Nella chiesa protestante Bethelkerk dell’Aia, da tre settimane va avanti una forte e singolare azione di disobbedienza civile: per offrire rifugio temporaneo ad un gruppo di armeni a rischio di espulsione, i pastori predicano senza sosta da quasi tre settimane.

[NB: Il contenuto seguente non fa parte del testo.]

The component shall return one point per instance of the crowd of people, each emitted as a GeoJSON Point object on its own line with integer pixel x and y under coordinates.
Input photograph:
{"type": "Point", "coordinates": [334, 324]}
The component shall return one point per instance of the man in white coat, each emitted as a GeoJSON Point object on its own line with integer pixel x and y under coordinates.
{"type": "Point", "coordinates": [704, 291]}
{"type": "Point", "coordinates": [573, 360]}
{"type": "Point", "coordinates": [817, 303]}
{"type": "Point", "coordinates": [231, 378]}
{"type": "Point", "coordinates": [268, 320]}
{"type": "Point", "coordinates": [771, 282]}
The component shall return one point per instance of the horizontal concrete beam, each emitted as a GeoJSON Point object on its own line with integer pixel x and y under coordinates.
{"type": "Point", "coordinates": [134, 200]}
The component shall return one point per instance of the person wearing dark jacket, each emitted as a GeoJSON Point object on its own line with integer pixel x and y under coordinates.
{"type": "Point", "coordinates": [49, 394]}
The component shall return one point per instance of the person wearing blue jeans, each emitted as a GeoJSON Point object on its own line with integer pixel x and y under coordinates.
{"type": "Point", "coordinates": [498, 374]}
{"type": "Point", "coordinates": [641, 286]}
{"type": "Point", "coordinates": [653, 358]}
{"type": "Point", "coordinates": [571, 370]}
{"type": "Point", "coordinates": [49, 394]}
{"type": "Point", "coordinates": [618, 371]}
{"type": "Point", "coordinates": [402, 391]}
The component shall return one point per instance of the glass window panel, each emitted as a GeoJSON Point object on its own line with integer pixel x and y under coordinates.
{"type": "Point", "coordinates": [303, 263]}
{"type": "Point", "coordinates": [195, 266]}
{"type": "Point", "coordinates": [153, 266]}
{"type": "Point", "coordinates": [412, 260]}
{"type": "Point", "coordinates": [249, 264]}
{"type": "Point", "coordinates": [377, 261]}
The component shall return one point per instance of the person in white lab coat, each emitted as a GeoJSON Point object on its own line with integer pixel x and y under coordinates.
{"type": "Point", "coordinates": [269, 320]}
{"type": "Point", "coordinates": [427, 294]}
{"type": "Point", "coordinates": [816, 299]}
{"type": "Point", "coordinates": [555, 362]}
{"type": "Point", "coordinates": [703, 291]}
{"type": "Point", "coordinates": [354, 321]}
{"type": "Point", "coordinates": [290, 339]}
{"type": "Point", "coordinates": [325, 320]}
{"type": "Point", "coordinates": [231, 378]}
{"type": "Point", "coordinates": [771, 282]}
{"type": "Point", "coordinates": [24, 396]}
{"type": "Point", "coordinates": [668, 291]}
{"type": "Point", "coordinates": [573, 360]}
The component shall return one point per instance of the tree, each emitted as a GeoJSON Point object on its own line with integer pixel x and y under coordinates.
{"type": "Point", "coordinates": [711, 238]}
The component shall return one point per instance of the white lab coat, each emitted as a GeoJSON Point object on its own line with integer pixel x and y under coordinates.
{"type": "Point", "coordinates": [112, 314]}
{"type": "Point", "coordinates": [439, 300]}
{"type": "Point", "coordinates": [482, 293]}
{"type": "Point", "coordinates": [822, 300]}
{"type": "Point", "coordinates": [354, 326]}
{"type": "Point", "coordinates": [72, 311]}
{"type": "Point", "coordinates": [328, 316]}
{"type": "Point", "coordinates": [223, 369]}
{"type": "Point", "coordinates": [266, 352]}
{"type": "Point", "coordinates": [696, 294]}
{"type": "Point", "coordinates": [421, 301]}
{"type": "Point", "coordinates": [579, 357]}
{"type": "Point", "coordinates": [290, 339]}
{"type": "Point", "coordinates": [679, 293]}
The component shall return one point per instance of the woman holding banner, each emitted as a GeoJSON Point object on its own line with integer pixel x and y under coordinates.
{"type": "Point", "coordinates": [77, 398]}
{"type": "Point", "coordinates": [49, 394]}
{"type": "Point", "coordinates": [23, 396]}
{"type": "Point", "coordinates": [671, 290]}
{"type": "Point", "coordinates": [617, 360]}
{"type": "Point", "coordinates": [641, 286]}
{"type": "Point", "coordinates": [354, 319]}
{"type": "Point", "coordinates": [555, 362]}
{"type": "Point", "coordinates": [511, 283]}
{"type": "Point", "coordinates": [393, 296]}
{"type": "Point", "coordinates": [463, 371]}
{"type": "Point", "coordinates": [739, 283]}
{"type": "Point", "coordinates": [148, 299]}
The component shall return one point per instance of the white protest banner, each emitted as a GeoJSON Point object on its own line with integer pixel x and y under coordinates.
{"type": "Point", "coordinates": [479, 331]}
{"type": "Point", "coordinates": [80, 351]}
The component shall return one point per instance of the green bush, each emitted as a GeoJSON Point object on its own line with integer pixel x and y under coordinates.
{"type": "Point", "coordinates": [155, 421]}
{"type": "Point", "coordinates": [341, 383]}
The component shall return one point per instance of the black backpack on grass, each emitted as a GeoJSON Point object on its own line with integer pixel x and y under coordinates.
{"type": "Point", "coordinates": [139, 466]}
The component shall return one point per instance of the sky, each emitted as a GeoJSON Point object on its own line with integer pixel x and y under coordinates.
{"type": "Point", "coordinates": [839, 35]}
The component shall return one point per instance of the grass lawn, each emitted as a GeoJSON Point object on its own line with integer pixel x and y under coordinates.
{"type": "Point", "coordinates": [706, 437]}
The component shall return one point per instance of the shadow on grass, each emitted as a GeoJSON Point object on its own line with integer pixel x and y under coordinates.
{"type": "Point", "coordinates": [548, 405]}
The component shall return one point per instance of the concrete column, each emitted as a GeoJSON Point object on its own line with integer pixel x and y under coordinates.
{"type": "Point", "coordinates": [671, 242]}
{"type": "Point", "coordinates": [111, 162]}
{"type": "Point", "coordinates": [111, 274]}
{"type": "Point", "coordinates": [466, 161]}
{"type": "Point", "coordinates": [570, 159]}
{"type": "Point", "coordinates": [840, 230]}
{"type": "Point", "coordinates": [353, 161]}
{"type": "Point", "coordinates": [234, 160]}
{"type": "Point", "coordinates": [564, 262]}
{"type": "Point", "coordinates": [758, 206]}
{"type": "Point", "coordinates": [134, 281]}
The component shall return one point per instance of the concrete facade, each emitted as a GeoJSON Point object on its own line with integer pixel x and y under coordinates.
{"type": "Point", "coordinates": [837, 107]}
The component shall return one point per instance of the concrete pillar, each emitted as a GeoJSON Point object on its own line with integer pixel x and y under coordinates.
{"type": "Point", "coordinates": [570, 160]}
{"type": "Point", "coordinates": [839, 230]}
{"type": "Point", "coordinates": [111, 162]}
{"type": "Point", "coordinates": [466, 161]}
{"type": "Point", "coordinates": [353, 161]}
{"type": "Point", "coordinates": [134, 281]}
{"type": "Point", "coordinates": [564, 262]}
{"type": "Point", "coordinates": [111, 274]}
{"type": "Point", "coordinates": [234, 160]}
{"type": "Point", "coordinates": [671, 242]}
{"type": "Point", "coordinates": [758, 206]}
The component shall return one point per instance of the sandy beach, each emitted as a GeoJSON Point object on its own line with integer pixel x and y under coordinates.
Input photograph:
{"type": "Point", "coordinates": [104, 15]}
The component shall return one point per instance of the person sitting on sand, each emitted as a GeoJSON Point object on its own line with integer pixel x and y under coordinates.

Finchè la funzione religiosa proseguirà, infatti, la legge impedisce ai funzionari del servizio immigrazione di entrare nel luogo di culto, spiega NOS. Il caso ha attirato attenzione sulle famiglie di armeni che dopo 9 anni nel limbo hanno ricevuto un decreto di espulsione da parte del governo.

Secondo il segretario di Stato Mark Harbers (VVD) è escluso che la famiglia possa rimanere. “Il futuro della famiglia armena Tamrazyan non può essere nei Paesi Bassi”, ha detto la scorsa settimana durante il programma televisivo Pauw. “È stato già deciso che non hanno diritto alla protezione”.

Centinaia di volontari stanno partecipando all’iniziativa. La chiesa non sa per quanto tempo l’azione può continuare. “Un rifugio in chiesa non è mai infinito, ma è un modo temporaneo per portare all’attenzione un problema”, ha detto a NOS Theo Hattema della Chiesa protestante. “Ma per ora possiamo continuare.”